Advertisement

SKIP ADVERTISEMENT

Streetscapes | 113 Jane Street

Popeye Slept Here and Now Olive Oyl Can, Too

IT’S more a berth than a bed, but you won’t get seasick if you sign on at the new Jane Hotel, at Jane and West Streets.

The original 1908 red brick structure was built as a lodging house for seamen, and its residents included some men rescued from the Titanic. Now, having been renovated by the developers Sean MacPherson and Eric Goode, it is one of New York’s most unusual, and economical, lodgings.

Established in 1828, the American Seamen’s Friend Society sought to bring civilizing influences to bear on the tens of thousands of sailors passing through the port of New York.

The society opened the chunky Georgian-style building, opposite the pier of the Cunard Line, in 1908. It had 156 rooms for seamen, and others for officers and engineers and cooks and stewards; ranking aboard ship transferred to shore. Charges were 25 cents a night for seamen and 50 cents for others.

The officers had rooms similar to those in a hotel, but the rooms for sailors, about seven by seven feet, were strung out along two narrow corridors, like berths on a yacht.

The architect, William Alciphron Boring, gave the building an octagonal corner tower, separate amusement rooms for each of the three groups, an auditorium for 400 and a chapel — civilizing included Christianizing.

The society’s 1911 annual report noted that the seamen found it refreshing to go to “a bright, airy, comfortable place to sit without being annoyed by the fumes of liquor or soul-rasping profanity.”

In 1912 survivors of the Titanic were sheltered there. More than 100 of them gathered one night for a memorial service at which they sang “Nearer, My God, to Thee” with “a mighty, roaring chorus,” according to The New York Times. The sailors were destitute, their pay having stopped the day the Titanic sank, and people left money and clothes for them at the building.

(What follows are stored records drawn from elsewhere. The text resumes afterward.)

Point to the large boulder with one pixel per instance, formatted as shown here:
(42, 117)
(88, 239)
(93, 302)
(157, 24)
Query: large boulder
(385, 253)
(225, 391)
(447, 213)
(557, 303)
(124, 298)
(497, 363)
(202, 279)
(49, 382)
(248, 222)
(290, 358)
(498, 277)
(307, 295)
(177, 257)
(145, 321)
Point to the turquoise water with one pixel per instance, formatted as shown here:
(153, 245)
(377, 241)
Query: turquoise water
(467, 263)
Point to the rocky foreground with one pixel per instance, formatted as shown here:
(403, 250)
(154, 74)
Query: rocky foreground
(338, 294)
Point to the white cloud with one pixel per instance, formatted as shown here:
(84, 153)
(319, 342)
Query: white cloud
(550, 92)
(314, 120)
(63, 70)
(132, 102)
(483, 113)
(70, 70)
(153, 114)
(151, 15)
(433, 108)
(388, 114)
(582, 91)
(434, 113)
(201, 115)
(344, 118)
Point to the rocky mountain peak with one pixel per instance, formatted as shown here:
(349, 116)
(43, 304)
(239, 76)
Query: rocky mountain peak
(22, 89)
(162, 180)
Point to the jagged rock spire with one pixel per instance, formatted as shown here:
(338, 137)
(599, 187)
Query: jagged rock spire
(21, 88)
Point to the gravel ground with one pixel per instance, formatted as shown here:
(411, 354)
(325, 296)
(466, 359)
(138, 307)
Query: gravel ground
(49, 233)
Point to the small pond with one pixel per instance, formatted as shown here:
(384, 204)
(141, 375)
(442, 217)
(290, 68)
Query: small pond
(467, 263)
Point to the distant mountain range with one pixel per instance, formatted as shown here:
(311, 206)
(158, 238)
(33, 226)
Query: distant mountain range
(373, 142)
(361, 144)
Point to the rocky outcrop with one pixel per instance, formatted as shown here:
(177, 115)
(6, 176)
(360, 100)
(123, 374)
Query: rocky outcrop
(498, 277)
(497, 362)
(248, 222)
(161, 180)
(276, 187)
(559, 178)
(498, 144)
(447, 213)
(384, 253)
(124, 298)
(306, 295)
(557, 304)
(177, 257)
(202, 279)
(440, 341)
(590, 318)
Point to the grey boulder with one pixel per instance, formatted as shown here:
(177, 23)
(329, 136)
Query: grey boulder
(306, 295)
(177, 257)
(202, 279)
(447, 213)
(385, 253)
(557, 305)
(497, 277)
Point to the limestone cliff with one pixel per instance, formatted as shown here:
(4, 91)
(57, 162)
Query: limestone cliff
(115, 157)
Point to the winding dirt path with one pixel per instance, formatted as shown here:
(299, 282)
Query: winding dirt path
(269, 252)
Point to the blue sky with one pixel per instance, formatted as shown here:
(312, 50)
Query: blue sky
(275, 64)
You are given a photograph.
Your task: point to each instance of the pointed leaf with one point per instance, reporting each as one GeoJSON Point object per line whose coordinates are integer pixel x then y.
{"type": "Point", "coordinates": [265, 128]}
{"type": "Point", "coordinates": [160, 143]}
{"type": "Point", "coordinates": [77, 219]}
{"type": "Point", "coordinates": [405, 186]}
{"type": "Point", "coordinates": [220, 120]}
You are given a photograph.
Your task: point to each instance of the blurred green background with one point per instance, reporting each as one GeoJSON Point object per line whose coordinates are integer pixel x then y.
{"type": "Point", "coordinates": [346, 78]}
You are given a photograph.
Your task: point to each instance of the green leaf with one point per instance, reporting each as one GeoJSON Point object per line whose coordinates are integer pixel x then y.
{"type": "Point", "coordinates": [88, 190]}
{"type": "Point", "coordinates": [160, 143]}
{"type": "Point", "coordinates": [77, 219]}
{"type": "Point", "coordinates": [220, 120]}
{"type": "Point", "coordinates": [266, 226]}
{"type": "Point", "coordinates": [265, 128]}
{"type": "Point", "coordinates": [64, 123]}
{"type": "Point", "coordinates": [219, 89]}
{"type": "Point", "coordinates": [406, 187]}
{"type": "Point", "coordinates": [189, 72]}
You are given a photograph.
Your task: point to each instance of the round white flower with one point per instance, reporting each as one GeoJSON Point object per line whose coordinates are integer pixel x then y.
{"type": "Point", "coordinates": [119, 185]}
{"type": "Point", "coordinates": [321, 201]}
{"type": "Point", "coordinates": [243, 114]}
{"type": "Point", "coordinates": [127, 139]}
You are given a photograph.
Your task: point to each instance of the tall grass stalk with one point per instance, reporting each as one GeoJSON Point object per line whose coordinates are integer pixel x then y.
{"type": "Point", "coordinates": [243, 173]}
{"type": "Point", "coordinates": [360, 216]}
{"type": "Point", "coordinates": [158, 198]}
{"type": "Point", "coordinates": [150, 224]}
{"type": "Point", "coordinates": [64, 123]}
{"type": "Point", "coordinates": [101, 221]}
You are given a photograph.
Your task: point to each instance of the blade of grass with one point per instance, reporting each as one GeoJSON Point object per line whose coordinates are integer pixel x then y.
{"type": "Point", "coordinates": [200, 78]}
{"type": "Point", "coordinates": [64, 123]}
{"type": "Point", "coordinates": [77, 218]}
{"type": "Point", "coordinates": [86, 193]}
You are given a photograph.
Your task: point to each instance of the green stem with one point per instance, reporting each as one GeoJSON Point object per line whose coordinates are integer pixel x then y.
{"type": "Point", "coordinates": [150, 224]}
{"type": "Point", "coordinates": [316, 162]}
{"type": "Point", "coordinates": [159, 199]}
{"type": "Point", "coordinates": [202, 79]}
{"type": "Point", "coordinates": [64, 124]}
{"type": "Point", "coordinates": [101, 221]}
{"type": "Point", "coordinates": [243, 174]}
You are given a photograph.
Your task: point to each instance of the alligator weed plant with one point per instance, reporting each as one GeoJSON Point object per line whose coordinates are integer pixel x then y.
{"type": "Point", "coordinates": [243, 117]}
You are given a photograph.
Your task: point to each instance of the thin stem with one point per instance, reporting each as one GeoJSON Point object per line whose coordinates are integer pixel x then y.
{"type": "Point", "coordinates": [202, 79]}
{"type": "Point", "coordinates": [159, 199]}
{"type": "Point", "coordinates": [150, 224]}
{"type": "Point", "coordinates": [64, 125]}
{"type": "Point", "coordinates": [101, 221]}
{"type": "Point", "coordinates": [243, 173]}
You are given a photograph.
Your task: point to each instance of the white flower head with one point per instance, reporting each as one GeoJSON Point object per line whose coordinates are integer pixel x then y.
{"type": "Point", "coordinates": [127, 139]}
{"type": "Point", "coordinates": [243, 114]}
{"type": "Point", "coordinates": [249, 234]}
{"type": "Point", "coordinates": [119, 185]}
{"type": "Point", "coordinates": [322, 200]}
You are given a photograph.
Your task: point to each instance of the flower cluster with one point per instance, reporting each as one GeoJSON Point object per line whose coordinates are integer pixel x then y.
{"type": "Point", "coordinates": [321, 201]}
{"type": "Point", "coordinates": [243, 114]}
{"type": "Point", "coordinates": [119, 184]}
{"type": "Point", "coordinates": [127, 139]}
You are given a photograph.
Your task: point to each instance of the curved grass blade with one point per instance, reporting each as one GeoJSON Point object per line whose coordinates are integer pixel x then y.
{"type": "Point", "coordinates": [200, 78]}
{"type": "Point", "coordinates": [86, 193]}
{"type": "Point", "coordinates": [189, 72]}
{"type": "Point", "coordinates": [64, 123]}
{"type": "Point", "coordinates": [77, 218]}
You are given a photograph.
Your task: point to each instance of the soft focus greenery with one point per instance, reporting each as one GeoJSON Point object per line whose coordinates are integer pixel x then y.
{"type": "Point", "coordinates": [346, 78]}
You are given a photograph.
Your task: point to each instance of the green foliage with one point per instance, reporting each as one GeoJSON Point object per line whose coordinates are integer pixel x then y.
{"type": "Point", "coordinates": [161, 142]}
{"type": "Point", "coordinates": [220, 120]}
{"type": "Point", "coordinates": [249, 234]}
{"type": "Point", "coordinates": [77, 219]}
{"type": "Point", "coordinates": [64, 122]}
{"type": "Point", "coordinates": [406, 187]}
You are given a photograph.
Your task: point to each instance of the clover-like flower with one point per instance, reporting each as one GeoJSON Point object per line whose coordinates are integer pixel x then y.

In 1931 the society joined with other organizations to build a more modern shelter at 20th Street and the Hudson River, and the 1908 building was converted to an annex. In 1933 space was tight, and The Times reported that 70 seamen were given cots in the auditorium. They did not keep things very shipshape, ignored commands to clean up, and hurled chairs and books at staff members and police officers who came to restore order.

In 1944 the Seamen’s Friend Society sold the building to the Y.M.C.A., and by the 1950s it was the Jane West Hotel. The society closed in the 1980s.

Gradually, the Jane West hit hard times, and the tiny rooms evolved into long-term housing for the down and out, including drug addicts.

Mr. MacPherson is one of four partners who decided to make a virtue of its vices, reimagining the old sailor’s retreat as the Jane Hotel and offering the podlike rooms at $99 per night. Mr. MacPherson and Mr. Goode also built the Bowery Hotel and renovated the portholed Maritime Hotel, at 16th and Ninth Avenue, built in the 1960s for sailors.

Their Bowery Hotel is a new building, but the bar nicely imitates a 1920s club or restaurant, with wood paneling and heavy curtains, although it is more homage than convincing reproduction.

But the bar in their Jane Hotel, created from the old auditorium and called the Jane Ballroom, appears to be a truly period room — Victorian, perhaps — adorned with acquisitions made over decades by a high-end pack rat. You drink your Stella Artois on a settee covered in a faded bargello fabric, next to the D.J.’s console, which mimics a Napoleonic-era Egyptian-revival daybed, under the gaze of stuffed pheasants and a bighorn sheep, with walls covered with paintings of an antique cast. Someone has probably coined a word for this type of décor: neo-accretion retro?

The convincingly original room, with its paneled ceilings, old cornices, vintage columns and brass-studded leather doors, is completely invented. Mr. MacPherson says he wanted the public rooms to look as if “one family has owned it a long time."

A 20-something man seated in the bar noted that the drinks menu also promoted the rooms upstairs, “just in case it’s a good date,” he said.

Here, Messrs. Goode and MacPherson have pulled no punches — a guest gets the same rooms that the seamen got, a bunk on one side, some storage on the other, and barely enough space to turn around. However, they are fitted out like yacht cabins, with polished wood, as well as flat-screen TVs, WiFi and iPod docking stations. The bath is where it always was: down the hall.

Some of the old tenants remain, and their battered doors form a distinct contrast with the newer, fancier doors of the renovated rooms. German tourists looking for a bargain share the elevator with people who have been living there since actual sailors plied West Street.

At the Jane, the hip young bankers in the bar, the old-style and new-style tenants in the lobby, and the peculiar mix of artifacts and convincingly fake architecture, all combine to give it a distinct wash-ashore quality, as West Street evolves from shipping to hip.